Abstract

The entry of calcium ions (Ca(2+)) through voltage-gated calcium channels is an essential step in the release of neurotransmitter at the presynaptic nerve terminal. Because the calcium channels are clustered at the release sites, the flux of Ca(2+) into the terminal inevitably removes the ion from the adjacent extracellular space, the synaptic cleft. We have used the large calyx-type synapse of the chick ciliary ganglion to test for synaptic cleft Ca(2+) depletion. The terminal was voltage clamped at a holding potential (V(H)) of -80 mV and a depolarizing pulse was applied to a range of potentials (-60 to +60 mV). The voltage pulse activated a sustained inward calcium current and was followed, on return of the membrane potential to V(H), by an inward calcium tail current.
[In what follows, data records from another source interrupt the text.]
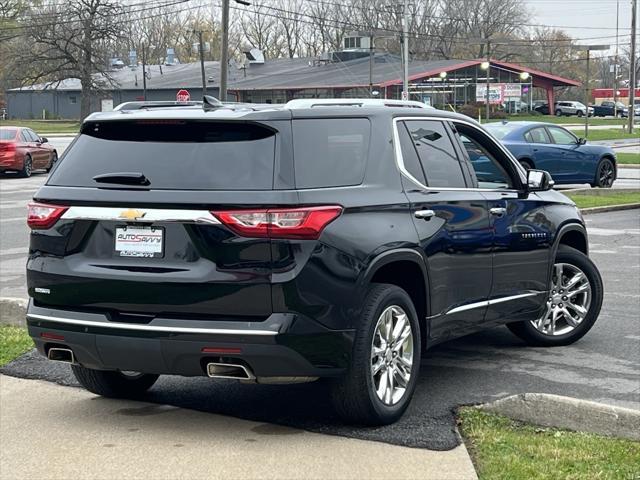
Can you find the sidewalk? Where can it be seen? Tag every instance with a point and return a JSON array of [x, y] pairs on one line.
[[48, 431]]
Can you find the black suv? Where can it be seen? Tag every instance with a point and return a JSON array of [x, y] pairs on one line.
[[282, 244]]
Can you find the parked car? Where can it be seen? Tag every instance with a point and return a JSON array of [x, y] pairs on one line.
[[569, 159], [571, 108], [23, 151], [320, 238], [613, 109]]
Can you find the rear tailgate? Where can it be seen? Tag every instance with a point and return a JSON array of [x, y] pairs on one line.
[[138, 248]]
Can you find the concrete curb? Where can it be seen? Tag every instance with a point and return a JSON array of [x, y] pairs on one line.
[[13, 311], [609, 208], [600, 192], [570, 413]]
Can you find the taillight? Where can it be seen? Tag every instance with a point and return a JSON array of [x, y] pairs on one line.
[[303, 223], [7, 147], [41, 215]]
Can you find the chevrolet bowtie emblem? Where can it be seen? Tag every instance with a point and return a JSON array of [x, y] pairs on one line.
[[132, 214]]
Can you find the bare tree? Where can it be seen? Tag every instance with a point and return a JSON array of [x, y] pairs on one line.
[[67, 41]]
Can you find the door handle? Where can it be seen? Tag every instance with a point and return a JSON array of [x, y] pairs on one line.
[[424, 214]]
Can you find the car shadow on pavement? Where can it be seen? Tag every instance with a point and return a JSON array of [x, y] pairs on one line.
[[474, 369]]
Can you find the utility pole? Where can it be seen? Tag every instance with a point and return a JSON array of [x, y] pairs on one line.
[[370, 65], [615, 64], [587, 90], [224, 51], [405, 51], [488, 78], [201, 51], [587, 98], [632, 73]]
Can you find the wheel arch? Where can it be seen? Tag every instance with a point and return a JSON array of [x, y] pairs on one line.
[[400, 267], [573, 235]]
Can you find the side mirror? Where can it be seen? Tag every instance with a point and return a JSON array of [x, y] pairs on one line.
[[539, 181]]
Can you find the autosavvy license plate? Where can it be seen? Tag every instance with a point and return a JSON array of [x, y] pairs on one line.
[[139, 241]]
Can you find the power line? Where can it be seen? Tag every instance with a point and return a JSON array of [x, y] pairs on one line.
[[125, 12]]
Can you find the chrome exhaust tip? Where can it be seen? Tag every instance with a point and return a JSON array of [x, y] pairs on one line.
[[229, 370], [64, 355]]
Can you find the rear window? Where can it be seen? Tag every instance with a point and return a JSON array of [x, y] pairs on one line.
[[330, 152], [500, 130], [172, 155], [8, 133]]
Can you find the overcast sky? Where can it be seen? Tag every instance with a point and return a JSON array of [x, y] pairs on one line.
[[587, 19]]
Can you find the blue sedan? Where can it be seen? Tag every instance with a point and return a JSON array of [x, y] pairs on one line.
[[549, 147]]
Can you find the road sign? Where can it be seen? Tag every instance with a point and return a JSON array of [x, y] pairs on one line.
[[183, 96]]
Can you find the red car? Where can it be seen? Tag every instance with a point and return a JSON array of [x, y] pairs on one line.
[[22, 150]]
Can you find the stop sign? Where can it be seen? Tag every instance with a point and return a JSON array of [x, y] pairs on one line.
[[183, 96]]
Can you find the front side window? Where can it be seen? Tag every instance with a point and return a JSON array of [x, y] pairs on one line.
[[436, 153], [561, 136], [488, 170]]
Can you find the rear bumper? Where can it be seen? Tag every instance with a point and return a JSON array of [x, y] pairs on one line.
[[284, 345]]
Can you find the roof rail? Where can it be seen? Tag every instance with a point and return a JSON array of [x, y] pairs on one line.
[[351, 102]]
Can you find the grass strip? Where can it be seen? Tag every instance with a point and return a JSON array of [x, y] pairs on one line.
[[14, 341], [502, 448]]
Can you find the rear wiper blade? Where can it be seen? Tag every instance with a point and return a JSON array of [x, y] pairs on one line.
[[124, 178]]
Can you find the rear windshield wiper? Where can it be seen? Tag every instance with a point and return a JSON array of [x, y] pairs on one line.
[[123, 178]]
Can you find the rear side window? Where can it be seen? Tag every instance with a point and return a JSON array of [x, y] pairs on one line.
[[330, 152], [173, 154], [537, 135], [437, 154], [8, 133]]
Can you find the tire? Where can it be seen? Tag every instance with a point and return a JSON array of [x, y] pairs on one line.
[[113, 384], [605, 174], [54, 159], [27, 167], [354, 395], [574, 259], [526, 164]]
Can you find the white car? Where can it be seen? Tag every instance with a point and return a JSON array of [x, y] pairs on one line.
[[572, 108]]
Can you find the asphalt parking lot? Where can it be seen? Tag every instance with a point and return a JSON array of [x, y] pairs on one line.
[[604, 366]]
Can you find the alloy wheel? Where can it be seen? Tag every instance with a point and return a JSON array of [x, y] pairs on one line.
[[568, 303], [392, 355]]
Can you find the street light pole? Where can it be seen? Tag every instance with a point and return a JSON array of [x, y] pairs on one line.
[[224, 51], [405, 52], [632, 73], [201, 51], [144, 75], [488, 78]]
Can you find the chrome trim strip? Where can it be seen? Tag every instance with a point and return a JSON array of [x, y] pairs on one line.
[[486, 303], [150, 328], [150, 215], [400, 162]]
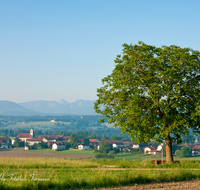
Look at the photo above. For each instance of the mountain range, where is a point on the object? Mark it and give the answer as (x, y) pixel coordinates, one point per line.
(41, 107)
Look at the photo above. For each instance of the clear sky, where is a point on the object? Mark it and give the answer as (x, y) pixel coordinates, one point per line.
(52, 50)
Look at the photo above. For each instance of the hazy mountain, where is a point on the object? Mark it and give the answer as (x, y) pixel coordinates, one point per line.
(79, 107)
(14, 109)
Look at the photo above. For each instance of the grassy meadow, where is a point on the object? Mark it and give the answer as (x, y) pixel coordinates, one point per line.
(60, 173)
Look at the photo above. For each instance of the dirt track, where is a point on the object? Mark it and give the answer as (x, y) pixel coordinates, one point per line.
(19, 153)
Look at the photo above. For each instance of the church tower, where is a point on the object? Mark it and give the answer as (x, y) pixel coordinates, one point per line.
(31, 132)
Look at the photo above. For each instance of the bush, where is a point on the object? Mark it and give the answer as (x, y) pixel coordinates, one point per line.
(186, 151)
(177, 153)
(104, 155)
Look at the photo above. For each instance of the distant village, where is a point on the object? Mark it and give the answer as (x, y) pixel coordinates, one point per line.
(60, 142)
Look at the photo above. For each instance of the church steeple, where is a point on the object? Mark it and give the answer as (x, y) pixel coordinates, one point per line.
(31, 131)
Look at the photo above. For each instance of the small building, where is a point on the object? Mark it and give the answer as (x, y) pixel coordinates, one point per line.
(26, 147)
(25, 136)
(150, 150)
(196, 150)
(135, 146)
(16, 139)
(83, 146)
(59, 146)
(5, 139)
(31, 142)
(119, 145)
(4, 145)
(159, 148)
(93, 141)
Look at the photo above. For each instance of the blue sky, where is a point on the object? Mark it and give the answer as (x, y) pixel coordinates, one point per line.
(52, 50)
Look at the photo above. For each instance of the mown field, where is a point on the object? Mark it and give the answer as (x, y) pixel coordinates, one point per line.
(62, 173)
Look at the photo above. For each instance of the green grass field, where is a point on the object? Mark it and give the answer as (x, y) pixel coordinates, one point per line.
(60, 173)
(65, 151)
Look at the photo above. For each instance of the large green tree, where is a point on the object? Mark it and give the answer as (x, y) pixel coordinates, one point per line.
(153, 93)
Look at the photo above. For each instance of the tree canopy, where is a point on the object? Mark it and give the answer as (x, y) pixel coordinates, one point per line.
(153, 93)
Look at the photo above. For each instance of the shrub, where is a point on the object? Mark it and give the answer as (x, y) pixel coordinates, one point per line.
(177, 153)
(186, 151)
(104, 155)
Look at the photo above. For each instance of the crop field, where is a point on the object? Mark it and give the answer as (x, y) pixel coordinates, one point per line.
(64, 173)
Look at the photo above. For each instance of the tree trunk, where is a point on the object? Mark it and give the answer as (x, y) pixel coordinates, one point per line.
(168, 145)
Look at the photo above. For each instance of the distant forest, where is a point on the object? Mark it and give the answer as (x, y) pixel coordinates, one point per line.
(87, 123)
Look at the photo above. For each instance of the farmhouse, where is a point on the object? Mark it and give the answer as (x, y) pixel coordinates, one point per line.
(53, 138)
(31, 142)
(83, 147)
(150, 150)
(196, 150)
(25, 136)
(3, 144)
(58, 146)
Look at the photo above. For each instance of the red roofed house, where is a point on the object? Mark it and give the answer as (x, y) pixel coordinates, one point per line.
(94, 141)
(31, 142)
(25, 136)
(150, 150)
(4, 139)
(3, 144)
(196, 150)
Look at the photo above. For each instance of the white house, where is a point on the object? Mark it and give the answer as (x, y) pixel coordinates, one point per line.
(83, 147)
(159, 148)
(3, 144)
(119, 145)
(135, 145)
(150, 150)
(31, 142)
(58, 146)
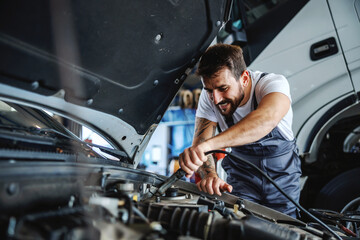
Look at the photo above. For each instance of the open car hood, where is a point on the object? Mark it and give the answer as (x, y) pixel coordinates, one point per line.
(114, 66)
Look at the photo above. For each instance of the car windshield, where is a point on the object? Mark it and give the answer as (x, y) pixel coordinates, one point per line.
(13, 115)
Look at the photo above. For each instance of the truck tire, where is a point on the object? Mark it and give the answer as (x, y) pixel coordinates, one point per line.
(339, 191)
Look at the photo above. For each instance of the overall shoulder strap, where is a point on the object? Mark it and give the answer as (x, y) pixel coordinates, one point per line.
(255, 103)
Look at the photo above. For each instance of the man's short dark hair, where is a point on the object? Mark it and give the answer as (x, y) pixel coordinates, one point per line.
(219, 56)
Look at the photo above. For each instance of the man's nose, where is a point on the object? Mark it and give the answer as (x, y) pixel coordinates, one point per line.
(217, 97)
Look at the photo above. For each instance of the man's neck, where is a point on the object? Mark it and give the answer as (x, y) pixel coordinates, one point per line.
(247, 93)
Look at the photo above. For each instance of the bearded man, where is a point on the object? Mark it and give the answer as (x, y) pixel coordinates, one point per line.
(253, 111)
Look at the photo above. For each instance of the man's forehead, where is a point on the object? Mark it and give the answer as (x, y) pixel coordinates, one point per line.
(217, 80)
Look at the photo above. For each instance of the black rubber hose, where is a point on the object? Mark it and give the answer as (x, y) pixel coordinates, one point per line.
(280, 190)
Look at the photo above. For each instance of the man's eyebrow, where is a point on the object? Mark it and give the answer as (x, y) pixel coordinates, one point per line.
(222, 86)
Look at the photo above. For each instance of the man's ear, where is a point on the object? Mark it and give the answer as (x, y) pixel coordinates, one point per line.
(245, 78)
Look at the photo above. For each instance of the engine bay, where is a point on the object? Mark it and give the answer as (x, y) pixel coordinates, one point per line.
(88, 201)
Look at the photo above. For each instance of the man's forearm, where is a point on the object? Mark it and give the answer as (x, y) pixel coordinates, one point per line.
(207, 168)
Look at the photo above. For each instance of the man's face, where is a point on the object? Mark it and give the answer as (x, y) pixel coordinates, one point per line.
(224, 91)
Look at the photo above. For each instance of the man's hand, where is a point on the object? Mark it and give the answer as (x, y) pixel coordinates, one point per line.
(213, 184)
(193, 157)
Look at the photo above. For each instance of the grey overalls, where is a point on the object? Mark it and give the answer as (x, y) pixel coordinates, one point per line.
(277, 157)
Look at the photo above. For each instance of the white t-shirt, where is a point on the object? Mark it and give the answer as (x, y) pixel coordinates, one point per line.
(268, 84)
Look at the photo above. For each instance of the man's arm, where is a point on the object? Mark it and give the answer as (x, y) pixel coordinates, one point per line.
(210, 182)
(204, 129)
(272, 108)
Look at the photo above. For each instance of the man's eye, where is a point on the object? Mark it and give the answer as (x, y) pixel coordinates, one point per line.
(223, 89)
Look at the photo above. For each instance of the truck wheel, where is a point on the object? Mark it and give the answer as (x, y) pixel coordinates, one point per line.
(339, 191)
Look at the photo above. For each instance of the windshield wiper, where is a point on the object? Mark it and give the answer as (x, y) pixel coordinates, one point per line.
(121, 155)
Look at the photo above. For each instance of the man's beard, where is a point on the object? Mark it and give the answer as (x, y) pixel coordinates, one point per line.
(233, 105)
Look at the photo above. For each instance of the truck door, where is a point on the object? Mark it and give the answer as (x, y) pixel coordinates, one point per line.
(346, 16)
(308, 52)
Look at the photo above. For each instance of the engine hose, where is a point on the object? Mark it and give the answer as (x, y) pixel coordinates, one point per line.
(280, 190)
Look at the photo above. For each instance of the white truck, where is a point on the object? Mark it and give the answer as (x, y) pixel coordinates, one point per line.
(316, 45)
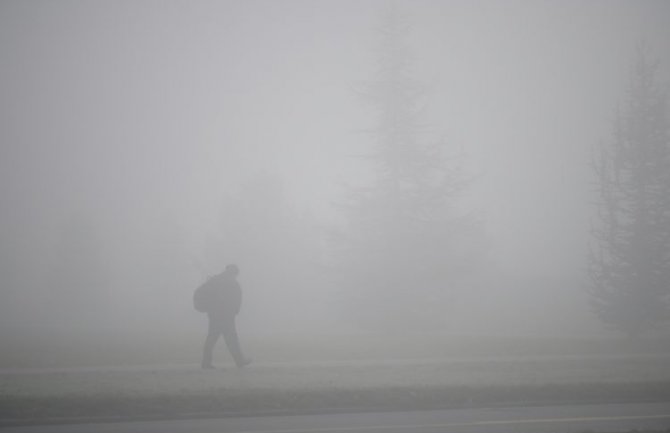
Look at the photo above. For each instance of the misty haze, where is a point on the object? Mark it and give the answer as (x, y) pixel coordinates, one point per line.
(415, 194)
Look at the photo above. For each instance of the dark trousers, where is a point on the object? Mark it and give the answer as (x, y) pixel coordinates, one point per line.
(222, 325)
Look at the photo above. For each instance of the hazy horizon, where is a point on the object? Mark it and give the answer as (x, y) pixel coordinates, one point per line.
(146, 129)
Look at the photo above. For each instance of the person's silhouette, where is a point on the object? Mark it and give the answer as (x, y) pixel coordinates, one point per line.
(226, 302)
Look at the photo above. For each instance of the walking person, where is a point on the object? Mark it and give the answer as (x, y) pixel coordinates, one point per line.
(223, 302)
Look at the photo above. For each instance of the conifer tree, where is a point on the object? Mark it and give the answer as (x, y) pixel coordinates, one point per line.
(630, 260)
(404, 243)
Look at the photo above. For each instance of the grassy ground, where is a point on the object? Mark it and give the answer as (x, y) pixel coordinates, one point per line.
(124, 378)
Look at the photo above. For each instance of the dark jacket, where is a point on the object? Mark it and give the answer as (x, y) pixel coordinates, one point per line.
(227, 297)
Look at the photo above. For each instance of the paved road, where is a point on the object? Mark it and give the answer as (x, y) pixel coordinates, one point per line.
(557, 419)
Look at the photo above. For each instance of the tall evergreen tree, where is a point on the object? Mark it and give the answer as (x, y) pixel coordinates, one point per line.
(630, 264)
(404, 241)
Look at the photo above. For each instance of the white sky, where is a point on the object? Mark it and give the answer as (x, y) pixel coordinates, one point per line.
(137, 111)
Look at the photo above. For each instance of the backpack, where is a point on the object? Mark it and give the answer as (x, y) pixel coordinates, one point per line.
(205, 294)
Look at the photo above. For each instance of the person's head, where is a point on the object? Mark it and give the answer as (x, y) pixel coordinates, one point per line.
(232, 269)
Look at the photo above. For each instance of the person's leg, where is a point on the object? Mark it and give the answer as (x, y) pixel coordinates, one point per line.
(213, 333)
(233, 342)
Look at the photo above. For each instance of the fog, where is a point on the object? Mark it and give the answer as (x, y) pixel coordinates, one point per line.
(145, 145)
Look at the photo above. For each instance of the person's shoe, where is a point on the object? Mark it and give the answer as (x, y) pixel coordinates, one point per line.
(244, 362)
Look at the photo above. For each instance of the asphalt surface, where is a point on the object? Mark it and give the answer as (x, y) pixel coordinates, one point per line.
(608, 418)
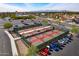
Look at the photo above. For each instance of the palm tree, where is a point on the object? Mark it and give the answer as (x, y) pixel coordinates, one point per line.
(74, 29)
(32, 51)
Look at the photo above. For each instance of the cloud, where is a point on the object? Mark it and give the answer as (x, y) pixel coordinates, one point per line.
(9, 8)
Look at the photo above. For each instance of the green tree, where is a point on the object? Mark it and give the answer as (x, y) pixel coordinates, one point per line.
(32, 51)
(8, 25)
(74, 29)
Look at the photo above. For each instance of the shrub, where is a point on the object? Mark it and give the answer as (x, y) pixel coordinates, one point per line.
(8, 25)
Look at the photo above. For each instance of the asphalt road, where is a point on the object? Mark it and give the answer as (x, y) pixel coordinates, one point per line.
(5, 46)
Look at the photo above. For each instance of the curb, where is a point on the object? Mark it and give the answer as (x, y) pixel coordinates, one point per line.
(13, 46)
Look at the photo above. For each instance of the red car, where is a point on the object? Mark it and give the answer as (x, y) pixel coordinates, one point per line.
(44, 52)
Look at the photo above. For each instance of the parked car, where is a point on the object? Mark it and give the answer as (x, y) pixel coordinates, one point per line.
(44, 52)
(55, 46)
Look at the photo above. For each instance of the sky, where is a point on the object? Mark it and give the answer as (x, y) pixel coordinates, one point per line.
(11, 7)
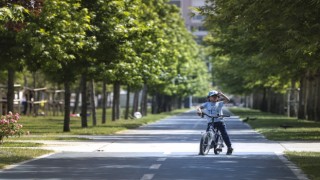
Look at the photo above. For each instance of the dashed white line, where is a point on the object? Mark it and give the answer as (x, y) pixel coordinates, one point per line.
(155, 166)
(147, 177)
(161, 159)
(167, 152)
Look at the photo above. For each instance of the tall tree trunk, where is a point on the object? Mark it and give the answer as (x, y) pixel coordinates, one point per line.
(34, 80)
(76, 102)
(92, 102)
(154, 104)
(104, 101)
(10, 92)
(116, 103)
(301, 112)
(127, 103)
(84, 106)
(67, 95)
(316, 97)
(144, 100)
(264, 103)
(135, 105)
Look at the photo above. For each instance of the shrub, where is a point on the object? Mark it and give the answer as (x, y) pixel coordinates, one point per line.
(9, 126)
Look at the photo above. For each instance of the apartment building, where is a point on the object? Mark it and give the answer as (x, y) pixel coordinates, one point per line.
(193, 24)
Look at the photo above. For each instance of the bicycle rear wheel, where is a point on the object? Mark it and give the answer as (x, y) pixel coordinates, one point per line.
(218, 145)
(204, 146)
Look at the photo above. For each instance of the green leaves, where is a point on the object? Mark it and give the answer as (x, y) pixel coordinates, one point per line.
(268, 43)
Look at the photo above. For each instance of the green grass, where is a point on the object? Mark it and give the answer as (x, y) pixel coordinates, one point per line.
(309, 162)
(20, 144)
(269, 125)
(51, 128)
(46, 127)
(15, 155)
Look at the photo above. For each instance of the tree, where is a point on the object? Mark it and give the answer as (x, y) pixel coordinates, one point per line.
(58, 37)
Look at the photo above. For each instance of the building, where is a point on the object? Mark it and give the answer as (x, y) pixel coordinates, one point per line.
(194, 24)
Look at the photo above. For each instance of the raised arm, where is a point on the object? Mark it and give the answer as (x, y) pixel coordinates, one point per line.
(225, 98)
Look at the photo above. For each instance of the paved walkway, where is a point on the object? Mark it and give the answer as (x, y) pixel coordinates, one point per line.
(172, 145)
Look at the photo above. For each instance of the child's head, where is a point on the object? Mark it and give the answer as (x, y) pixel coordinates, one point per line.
(213, 96)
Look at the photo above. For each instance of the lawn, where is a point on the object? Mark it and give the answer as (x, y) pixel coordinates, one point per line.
(18, 149)
(279, 127)
(272, 127)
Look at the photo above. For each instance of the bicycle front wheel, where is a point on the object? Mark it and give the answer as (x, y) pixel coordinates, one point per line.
(204, 144)
(219, 145)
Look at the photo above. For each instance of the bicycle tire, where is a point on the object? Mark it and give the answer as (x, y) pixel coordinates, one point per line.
(218, 146)
(204, 146)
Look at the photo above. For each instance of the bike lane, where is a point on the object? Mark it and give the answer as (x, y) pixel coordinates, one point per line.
(165, 150)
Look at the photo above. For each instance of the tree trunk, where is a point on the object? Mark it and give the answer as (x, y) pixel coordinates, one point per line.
(104, 101)
(67, 95)
(144, 100)
(154, 104)
(135, 105)
(76, 102)
(316, 98)
(301, 112)
(10, 92)
(116, 103)
(84, 106)
(127, 103)
(92, 102)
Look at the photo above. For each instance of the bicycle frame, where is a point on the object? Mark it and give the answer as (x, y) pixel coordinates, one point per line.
(212, 138)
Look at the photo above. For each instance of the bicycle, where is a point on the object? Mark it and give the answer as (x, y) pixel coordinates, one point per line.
(212, 138)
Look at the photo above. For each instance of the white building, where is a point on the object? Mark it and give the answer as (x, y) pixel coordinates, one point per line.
(193, 24)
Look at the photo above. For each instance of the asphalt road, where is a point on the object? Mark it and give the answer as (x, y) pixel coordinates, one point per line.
(165, 150)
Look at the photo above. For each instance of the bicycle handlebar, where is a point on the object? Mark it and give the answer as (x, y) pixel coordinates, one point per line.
(202, 113)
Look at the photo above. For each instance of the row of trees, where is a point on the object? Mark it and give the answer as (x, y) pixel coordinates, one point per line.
(142, 44)
(265, 48)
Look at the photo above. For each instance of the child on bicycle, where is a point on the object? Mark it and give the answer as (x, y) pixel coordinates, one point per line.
(214, 108)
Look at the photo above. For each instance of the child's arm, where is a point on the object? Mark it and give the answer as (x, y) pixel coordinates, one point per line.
(225, 98)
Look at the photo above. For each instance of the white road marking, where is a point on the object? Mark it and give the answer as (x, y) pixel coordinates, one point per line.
(147, 177)
(155, 166)
(161, 159)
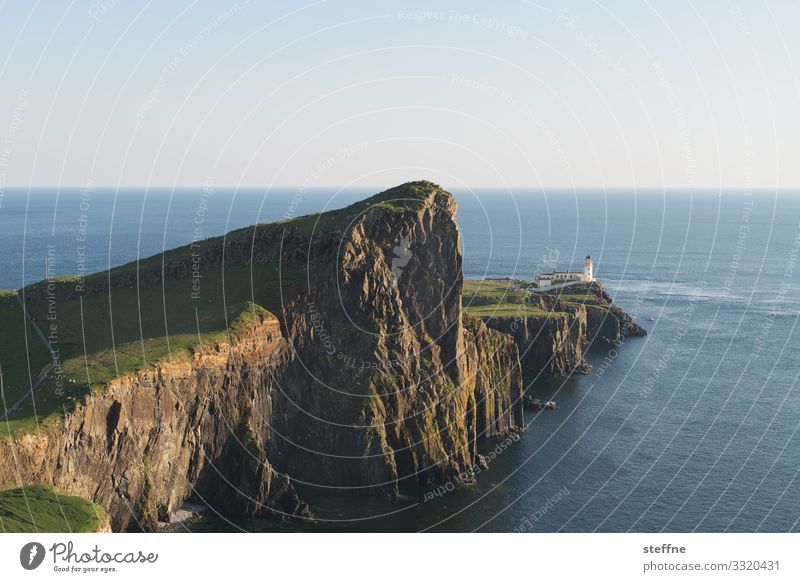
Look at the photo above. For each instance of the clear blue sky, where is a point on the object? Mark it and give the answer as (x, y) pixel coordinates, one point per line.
(371, 93)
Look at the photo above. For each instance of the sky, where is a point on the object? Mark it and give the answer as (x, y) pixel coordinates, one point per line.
(468, 94)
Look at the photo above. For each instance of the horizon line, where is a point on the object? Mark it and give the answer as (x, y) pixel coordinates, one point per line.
(760, 188)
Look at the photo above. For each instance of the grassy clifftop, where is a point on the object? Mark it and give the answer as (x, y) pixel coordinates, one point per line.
(158, 308)
(40, 508)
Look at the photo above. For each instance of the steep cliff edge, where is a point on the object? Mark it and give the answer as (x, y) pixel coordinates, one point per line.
(369, 374)
(551, 329)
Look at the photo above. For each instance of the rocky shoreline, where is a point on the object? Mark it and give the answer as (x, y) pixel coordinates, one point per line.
(371, 378)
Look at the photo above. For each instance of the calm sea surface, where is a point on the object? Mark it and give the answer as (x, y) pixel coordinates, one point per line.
(693, 428)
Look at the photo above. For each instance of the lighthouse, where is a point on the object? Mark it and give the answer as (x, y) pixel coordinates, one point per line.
(588, 274)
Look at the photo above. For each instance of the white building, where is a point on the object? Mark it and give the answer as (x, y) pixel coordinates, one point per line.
(546, 280)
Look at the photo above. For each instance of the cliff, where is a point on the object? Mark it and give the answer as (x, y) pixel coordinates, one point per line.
(552, 329)
(368, 375)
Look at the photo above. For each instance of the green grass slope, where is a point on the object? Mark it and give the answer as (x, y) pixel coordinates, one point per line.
(118, 321)
(40, 508)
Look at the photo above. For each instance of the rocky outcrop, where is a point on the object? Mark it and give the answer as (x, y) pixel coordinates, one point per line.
(152, 438)
(369, 377)
(553, 344)
(549, 345)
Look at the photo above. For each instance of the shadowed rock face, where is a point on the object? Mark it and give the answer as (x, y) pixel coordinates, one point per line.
(553, 345)
(369, 377)
(385, 367)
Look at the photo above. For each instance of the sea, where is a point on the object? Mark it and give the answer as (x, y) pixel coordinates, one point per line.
(692, 428)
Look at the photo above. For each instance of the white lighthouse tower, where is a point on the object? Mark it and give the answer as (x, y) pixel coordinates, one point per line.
(588, 273)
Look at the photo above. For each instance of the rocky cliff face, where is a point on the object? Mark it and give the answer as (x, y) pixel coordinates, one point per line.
(152, 438)
(387, 370)
(369, 377)
(553, 344)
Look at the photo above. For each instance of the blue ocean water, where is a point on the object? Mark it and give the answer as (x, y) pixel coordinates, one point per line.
(693, 428)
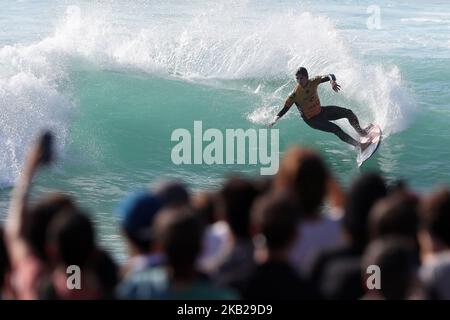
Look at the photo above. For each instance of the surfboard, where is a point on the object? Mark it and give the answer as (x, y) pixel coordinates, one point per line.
(374, 136)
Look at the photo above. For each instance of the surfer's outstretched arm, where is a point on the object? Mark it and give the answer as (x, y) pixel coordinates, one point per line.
(287, 105)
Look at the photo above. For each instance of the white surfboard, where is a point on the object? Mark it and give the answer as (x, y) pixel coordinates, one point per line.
(374, 136)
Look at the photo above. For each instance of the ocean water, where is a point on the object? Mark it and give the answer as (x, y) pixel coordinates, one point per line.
(114, 79)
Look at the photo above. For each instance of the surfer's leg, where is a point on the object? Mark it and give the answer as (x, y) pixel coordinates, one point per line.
(322, 124)
(334, 113)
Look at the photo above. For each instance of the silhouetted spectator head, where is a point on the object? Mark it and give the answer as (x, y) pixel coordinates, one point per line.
(136, 213)
(5, 265)
(237, 197)
(303, 172)
(364, 193)
(435, 219)
(180, 232)
(276, 217)
(38, 218)
(106, 272)
(71, 238)
(172, 193)
(398, 263)
(396, 214)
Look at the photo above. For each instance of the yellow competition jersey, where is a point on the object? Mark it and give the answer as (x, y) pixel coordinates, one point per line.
(306, 99)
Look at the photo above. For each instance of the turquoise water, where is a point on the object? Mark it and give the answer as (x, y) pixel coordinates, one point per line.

The amplitude of the tail current reflects both the number of open calcium channels at the end of the voltage pulse and the Ca(2+) electrochemical gradient. External barium was substituted for calcium as the charge-carrying ion because initial experiments demonstrated calcium-dependent inactivation of the presynaptic calcium channels. Tail current recruitment was compared in calyx nerve terminals that remained attached to the postsynaptic neuron and therefore retained a synaptic cleft, with terminals that had been fully isolated. In isolated terminals, the tail currents exhibited recruitment curves that could be fit by a Boltzmann distribution with a mean V(1/2) of 0.4 mV and a slope factor of 5.4. However, in attached calyces tail current recruitment was skewed to depolarized potentials with a mean V(1/2) of 11.9 mV and a slope factor of 12.0. The degree of skew of the recruitment curve in the attached calyces correlated with the amplitude of the inward current evoked by the step depolarization. The simplest interpretation of these findings is that during the depolarizing pulse Ba(2+) is removed from the synaptic cleft faster than it is replenished, thus reducing the tail current by reducing the driving force for ion entry. Ca(2+) depletion during presynaptic calcium channel activation is likely to be a general property of chemical transmission at fast synapses that sets a functional limit to the duration of sustained secretion. The synapse may have evolved to minimized cleft depletion by developing a calcium-efficient mechanism to gate transmitter release that requires the concurrent opening of only a few low conductance calcium channels.